House Passes FCC Reform Bill
The House today (March 11) voted to approve H.R. 3675, the Federal Communications Commission Process Reform Act, a bipartisan FCC process reform bill that passed unanimously out of the Energy & Commerce Committee. There was no recorded vote. The bill was instead approved on suspension, which is a suspension of the rules in order to pass noncontroversial bills.
Communications Subcommittee chairman Greg Walden (R-Ore.), who was one of the bill's primary backers, said it the vote moves an important piece of FCC reform forward.
The legislation, among other things, gives the FCC a year to set minimum comment periods, establish procedures for putting specific language of a proposed rule in notices of proposed rulemaking, and coming up with performance measures for evaluating the effectiveness of rules.
It also gives the FCC a year to complete an inquiry into a number of other changes, including allowing a bipartisan majority of commissioners to put items on the FCC agenda—currently only the chairman can do so, and setting deadlines for disposing of license applications.

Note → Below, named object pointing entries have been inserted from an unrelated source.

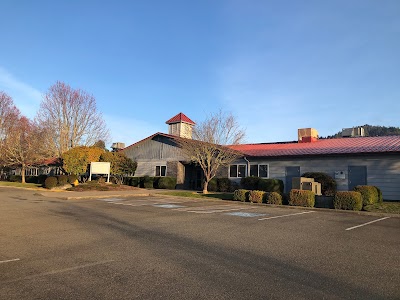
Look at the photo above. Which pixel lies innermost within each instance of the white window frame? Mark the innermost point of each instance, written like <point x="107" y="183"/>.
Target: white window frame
<point x="161" y="167"/>
<point x="237" y="170"/>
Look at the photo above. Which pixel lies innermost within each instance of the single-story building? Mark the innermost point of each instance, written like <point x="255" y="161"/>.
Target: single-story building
<point x="51" y="167"/>
<point x="350" y="161"/>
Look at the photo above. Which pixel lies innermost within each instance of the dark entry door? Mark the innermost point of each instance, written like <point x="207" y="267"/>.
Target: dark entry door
<point x="357" y="176"/>
<point x="291" y="172"/>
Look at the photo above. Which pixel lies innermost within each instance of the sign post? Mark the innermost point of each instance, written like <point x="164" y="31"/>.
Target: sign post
<point x="100" y="168"/>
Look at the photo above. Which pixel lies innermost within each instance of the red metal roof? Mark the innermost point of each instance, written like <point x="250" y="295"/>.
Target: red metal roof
<point x="180" y="118"/>
<point x="379" y="144"/>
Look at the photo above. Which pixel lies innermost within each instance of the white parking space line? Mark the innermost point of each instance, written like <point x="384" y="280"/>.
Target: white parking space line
<point x="304" y="212"/>
<point x="9" y="260"/>
<point x="361" y="225"/>
<point x="212" y="207"/>
<point x="213" y="211"/>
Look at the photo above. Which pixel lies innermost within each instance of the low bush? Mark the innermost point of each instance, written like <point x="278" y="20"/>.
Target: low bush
<point x="134" y="181"/>
<point x="224" y="184"/>
<point x="256" y="196"/>
<point x="249" y="183"/>
<point x="241" y="195"/>
<point x="348" y="200"/>
<point x="328" y="184"/>
<point x="146" y="182"/>
<point x="41" y="179"/>
<point x="31" y="179"/>
<point x="274" y="198"/>
<point x="15" y="178"/>
<point x="270" y="185"/>
<point x="167" y="183"/>
<point x="369" y="194"/>
<point x="50" y="182"/>
<point x="62" y="180"/>
<point x="72" y="178"/>
<point x="302" y="198"/>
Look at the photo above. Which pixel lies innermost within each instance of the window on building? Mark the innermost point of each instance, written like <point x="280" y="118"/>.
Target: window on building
<point x="161" y="170"/>
<point x="263" y="171"/>
<point x="259" y="170"/>
<point x="31" y="172"/>
<point x="237" y="171"/>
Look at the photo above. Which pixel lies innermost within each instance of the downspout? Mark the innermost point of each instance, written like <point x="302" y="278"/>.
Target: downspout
<point x="248" y="166"/>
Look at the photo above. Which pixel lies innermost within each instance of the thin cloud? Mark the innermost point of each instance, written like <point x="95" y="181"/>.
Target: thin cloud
<point x="129" y="131"/>
<point x="25" y="97"/>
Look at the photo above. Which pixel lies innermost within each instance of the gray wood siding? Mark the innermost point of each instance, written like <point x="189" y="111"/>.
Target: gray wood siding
<point x="161" y="149"/>
<point x="382" y="171"/>
<point x="154" y="152"/>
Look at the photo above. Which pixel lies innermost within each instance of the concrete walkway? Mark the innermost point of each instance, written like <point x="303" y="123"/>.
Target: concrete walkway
<point x="70" y="195"/>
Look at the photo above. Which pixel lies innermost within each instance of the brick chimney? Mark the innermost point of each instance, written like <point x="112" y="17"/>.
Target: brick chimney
<point x="307" y="135"/>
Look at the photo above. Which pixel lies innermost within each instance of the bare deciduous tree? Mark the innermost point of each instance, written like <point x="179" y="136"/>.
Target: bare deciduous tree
<point x="26" y="145"/>
<point x="72" y="117"/>
<point x="208" y="146"/>
<point x="9" y="116"/>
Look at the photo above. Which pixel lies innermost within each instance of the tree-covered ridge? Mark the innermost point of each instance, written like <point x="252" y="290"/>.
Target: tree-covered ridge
<point x="371" y="130"/>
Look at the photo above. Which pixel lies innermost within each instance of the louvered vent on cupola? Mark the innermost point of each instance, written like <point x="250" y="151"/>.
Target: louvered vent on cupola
<point x="180" y="125"/>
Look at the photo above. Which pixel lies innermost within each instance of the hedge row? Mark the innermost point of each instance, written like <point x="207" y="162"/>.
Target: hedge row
<point x="302" y="198"/>
<point x="222" y="184"/>
<point x="261" y="184"/>
<point x="348" y="200"/>
<point x="53" y="181"/>
<point x="257" y="196"/>
<point x="369" y="194"/>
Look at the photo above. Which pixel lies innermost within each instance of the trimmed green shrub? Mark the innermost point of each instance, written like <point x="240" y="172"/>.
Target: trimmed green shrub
<point x="15" y="178"/>
<point x="224" y="184"/>
<point x="274" y="198"/>
<point x="212" y="185"/>
<point x="167" y="183"/>
<point x="62" y="179"/>
<point x="241" y="195"/>
<point x="270" y="185"/>
<point x="249" y="183"/>
<point x="256" y="196"/>
<point x="328" y="184"/>
<point x="72" y="178"/>
<point x="369" y="194"/>
<point x="302" y="198"/>
<point x="50" y="182"/>
<point x="31" y="179"/>
<point x="41" y="179"/>
<point x="146" y="182"/>
<point x="134" y="181"/>
<point x="348" y="200"/>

The FCC under new chairman Tom Wheeler has made reform a priority as well.
“We welcome chairman Wheeler’s dedication to improving operations at the commission," said Walden said in a statement, "but legislation is still necessary to get the reforms on the books. Without codifying the reforms into law, there is no protection from a future chairman who may not appreciate the need for such transparency, predictability, and accountability."
The bill now goes to the Senate.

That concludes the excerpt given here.